Molecular states $J/ψB_{c}^{+}$ and $η_{c}B_{c}^{\ast +} $
S. S. Agaev, K. Azizi, H. Sundu
TL;DR
The study applies QCD sum rules to the axial-vector fully heavy molecular states $\mathfrak{M}=J/\psi B_{c}^{+}$ and $\widetilde{\mathfrak{M}}=\eta_{c}B_{c}^{\ast +}$, estimating their masses and current couplings and finding $m=(9740 \pm 70)~\mathrm{MeV}$ with closely related values for the partner state. Masses being above two-meson thresholds imply these are resonances that readily decay, which the authors quantify via dominant decays $\mathfrak{M}\rightarrow J/\psi B_{c}^{+}$ and $\mathfrak{M}\rightarrow \eta_{c}B_{c}^{\ast +}$ with partial widths $\Gamma=(40.6\pm12.4)$ MeV and $36.8\pm9.5$ MeV, respectively, and several subdominant channels analyzed with three-point SR giving total width $\Gamma[\mathfrak{M}]=(121\pm17)$ MeV. The work also explores subdominant and strange-mchannel decays, showing that the overall width emerges from both fall-apart and annihilation mechanisms, and concludes these states are broad, resonant structures rather than bound states.

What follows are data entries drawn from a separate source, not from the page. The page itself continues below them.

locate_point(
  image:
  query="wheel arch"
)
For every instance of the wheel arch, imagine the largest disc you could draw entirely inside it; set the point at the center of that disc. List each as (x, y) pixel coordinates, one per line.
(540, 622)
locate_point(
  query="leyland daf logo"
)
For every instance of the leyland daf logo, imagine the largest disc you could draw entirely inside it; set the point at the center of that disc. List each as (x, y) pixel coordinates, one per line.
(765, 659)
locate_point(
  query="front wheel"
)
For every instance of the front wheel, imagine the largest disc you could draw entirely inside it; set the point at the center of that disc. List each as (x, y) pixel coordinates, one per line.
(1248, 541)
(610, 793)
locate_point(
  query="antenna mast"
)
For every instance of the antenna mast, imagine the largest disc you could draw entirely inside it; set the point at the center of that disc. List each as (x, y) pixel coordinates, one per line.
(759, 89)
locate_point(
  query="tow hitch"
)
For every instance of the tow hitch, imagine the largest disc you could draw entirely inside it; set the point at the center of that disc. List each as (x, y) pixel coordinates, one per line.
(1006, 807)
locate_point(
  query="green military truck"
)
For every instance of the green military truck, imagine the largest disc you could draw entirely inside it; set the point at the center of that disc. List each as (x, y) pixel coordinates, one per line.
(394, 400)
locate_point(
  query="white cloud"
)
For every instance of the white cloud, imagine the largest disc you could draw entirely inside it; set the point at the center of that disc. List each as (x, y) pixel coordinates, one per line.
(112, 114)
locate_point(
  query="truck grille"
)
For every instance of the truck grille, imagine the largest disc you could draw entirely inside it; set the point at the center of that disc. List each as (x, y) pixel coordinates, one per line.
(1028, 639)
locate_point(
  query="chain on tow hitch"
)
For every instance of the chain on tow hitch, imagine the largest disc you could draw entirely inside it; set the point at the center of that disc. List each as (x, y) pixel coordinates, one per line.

The results provide precise SR-based predictions to guide current and future experiments and offer context for comparisons with diquark–antidiquark pictures in the fully heavy sector.
Abstract
Hadronic molecules $\mathfrak{M}=J/ψB_{c}^{+}$ and $\widetilde{\mathfrak{ M}}=η_{c}B_{c}^{\ast +}$ are investigated in the framework of QCD sum rule method. These particles with spin-parities $J^{\mathrm{P}}=1^+$ have the quark contents $cc \overline{c}\overline{b}$. We compute their masses and current couplings and find that they are numerically very close to each other. Because it is difficult to distinguish reliably the molecules $J/ψB_{c}^{+}$ and $J/ψB_{c}^{+}$, we treat them as identical structures, and consider in details the state $\mathfrak{M}$. Our prediction $m=(9740 \pm 70)~\mathrm{MeV}$ for its mass means that $\mathfrak{M}$ easily decays to pairs of ordinary mesons through strong interactions. There are two mechanisms responsible for transformations of $\mathfrak{M}$ to conventional mesons. The fall-apart mechanism generates the dominant decay channels $ \mathfrak{M} \to J/ψB_{c}^{+}$ and $\mathfrak{M} \to η_{c}B_{c}^{\ast +}$. Annihilation of $\overline{c}c$ quarks triggers subdominant processes with various final-state $B$ and $D$ mesons: Six of such channels are explored in this work. The partial widths of all decays are computed using the three-point sum rule approach. The width $Γ[ \mathfrak{M}]=(121 \pm 17)~ \mathrm{MeV}$ of the hadronic axial-vector molecule $\mathfrak{M}$, as well as its mass are valuable for running and future experiments.